“Volunteers,” by which we mean prisoners, were deprived of nutrients and then given the bare minimum they needed to be restored to health.
My Tuesday question from student readers of NYU’s Washington Square News:
Question: how can we determine our individual caloric, vitamin, carbohydrates, fats and other intake requirements per day based on our own individual weight, height and lifestyle?
Answer: You can’t. You will have to be satisfied with estimates based on measurements performed years ago on a small number of study subjects.
We require calories and nutrients — 40 to 50 separate substances that our bodies cannot make, we must get from food. because these interact, studying one at a time gives results that may well be misleading.
Early nutrition scientists got “volunteers”– in quotes because study subjects often were prisoners — to consume diets depleted in vitamin C, for example. They waited until the subjects began to develop scurvy, a sign of vitamin C deficiency. Then they fed the subjects the smallest amount of vitamin C that would eliminate symptoms.
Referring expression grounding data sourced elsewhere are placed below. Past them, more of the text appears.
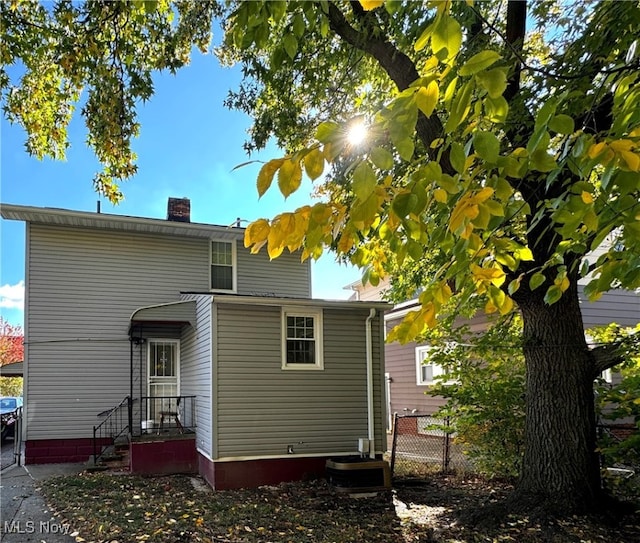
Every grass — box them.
[40,471,640,543]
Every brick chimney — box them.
[167,197,190,222]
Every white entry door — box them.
[148,340,180,419]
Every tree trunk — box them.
[514,281,603,513]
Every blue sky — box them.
[0,51,358,327]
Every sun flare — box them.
[347,120,368,146]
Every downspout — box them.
[365,308,376,459]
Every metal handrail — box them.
[93,395,131,464]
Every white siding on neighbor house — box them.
[213,303,385,459]
[179,294,213,459]
[25,224,210,440]
[236,245,311,298]
[579,287,639,328]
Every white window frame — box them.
[281,307,324,370]
[415,344,455,386]
[209,239,237,293]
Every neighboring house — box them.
[0,199,389,490]
[348,276,639,429]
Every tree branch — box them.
[325,1,448,166]
[591,343,625,378]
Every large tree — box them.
[232,1,640,515]
[2,0,639,515]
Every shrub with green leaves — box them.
[426,316,526,479]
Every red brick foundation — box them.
[130,437,197,475]
[25,438,111,464]
[198,452,329,490]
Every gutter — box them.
[365,308,376,459]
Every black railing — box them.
[136,396,196,436]
[93,396,131,464]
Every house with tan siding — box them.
[1,199,389,489]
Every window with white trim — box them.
[210,240,236,292]
[415,345,454,386]
[282,308,323,370]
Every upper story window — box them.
[416,344,455,386]
[210,240,236,292]
[282,308,324,370]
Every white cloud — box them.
[0,280,25,310]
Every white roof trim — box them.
[0,203,244,240]
[212,294,391,310]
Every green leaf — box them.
[432,14,462,60]
[535,99,557,130]
[370,146,394,170]
[544,285,563,305]
[414,20,436,52]
[391,192,418,218]
[315,121,340,142]
[473,131,500,163]
[548,114,575,135]
[508,278,521,295]
[476,68,508,99]
[277,158,302,198]
[283,34,298,59]
[526,126,550,154]
[459,50,502,76]
[449,142,466,174]
[352,161,377,200]
[530,149,557,172]
[485,95,509,122]
[445,80,473,131]
[529,272,546,291]
[292,13,305,38]
[395,137,415,161]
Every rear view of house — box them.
[1,199,389,489]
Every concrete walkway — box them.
[1,463,84,542]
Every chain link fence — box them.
[389,413,471,480]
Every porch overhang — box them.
[129,300,197,336]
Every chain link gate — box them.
[390,413,470,480]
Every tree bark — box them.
[514,281,603,513]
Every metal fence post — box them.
[443,416,451,472]
[390,413,399,477]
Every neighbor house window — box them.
[282,308,323,370]
[415,345,453,386]
[210,240,236,291]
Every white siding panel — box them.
[236,244,310,298]
[214,304,385,458]
[26,225,210,440]
[580,287,640,328]
[179,294,213,457]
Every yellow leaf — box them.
[359,0,383,10]
[277,158,303,198]
[244,218,270,248]
[618,150,640,171]
[581,191,594,204]
[415,81,439,118]
[472,264,506,287]
[257,158,284,197]
[555,275,570,292]
[304,147,325,180]
[433,188,448,203]
[587,142,607,159]
[609,139,634,152]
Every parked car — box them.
[1,396,23,442]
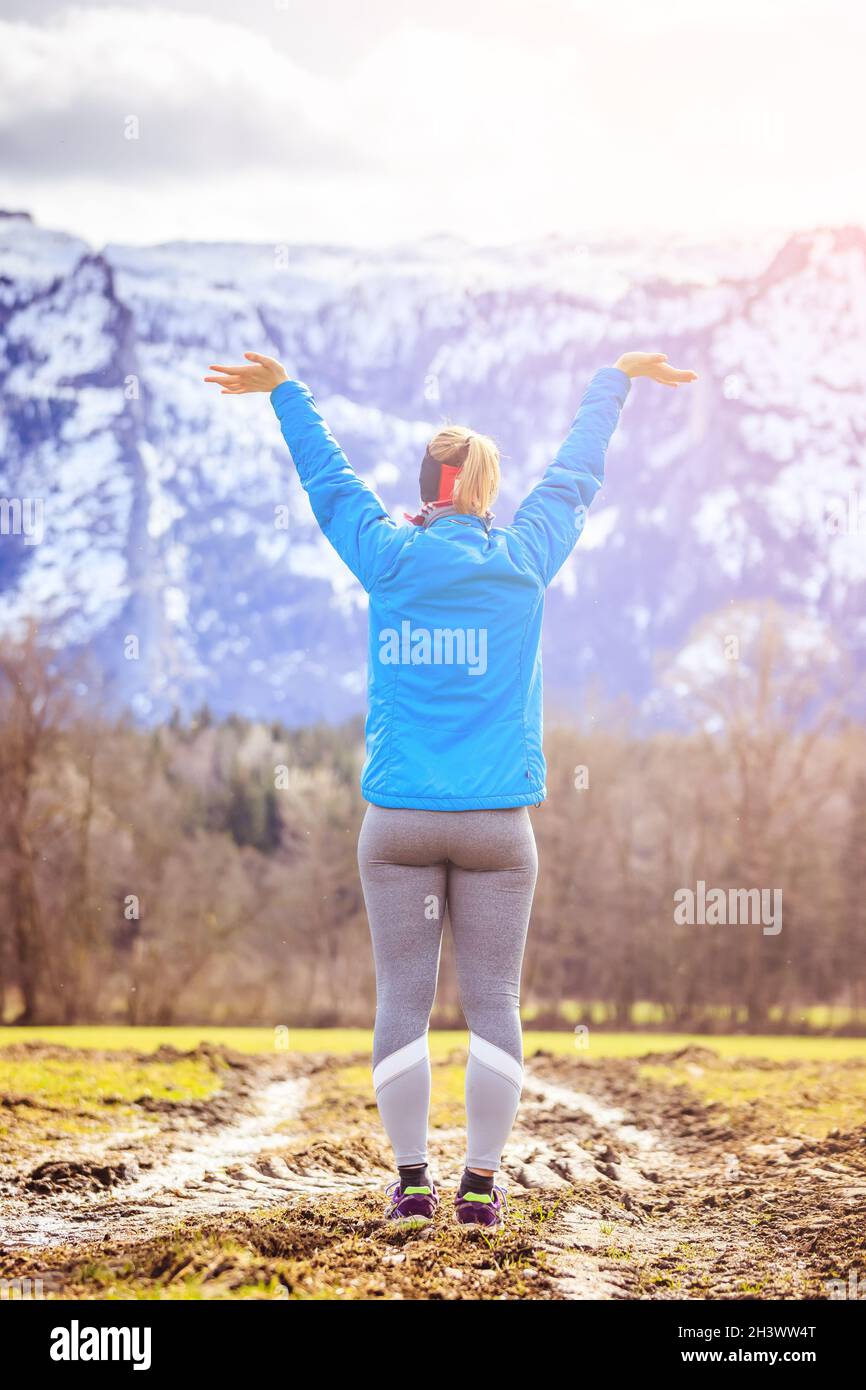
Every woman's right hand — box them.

Because individuals vary in nutrient requirements, scientists used this data to estimate the range of nutrient intake that would meet the needs of practically everyone.
The Institute of Medicine compiles such data into Dietary Reference Intakes and presents the estimates by sex and age group. You can look up your requirements in DRI tables. DRIs account for the needs of 98 percent of the population. If your requirements are average, you will need less.
Few American adults show signs of nutrient deficiencies, but if you are worried about your own intake of nutrients, you can take a multivitamin supplement. Note, however, that we have no evidence to show supplements make healthy people healthier.
You can estimate calories by looking up everything you eat or drink in food composition tables, but it is easier to weigh yourself at regular intervals. If you are gaining weight, you are eating too many calories for your activity level.
With nutrition, it’s best to get comfortable with estimates and probabilities.
Fortunately, eating a healthy diet takes care of nutrients without your having to give them a thought. Eat your veggies!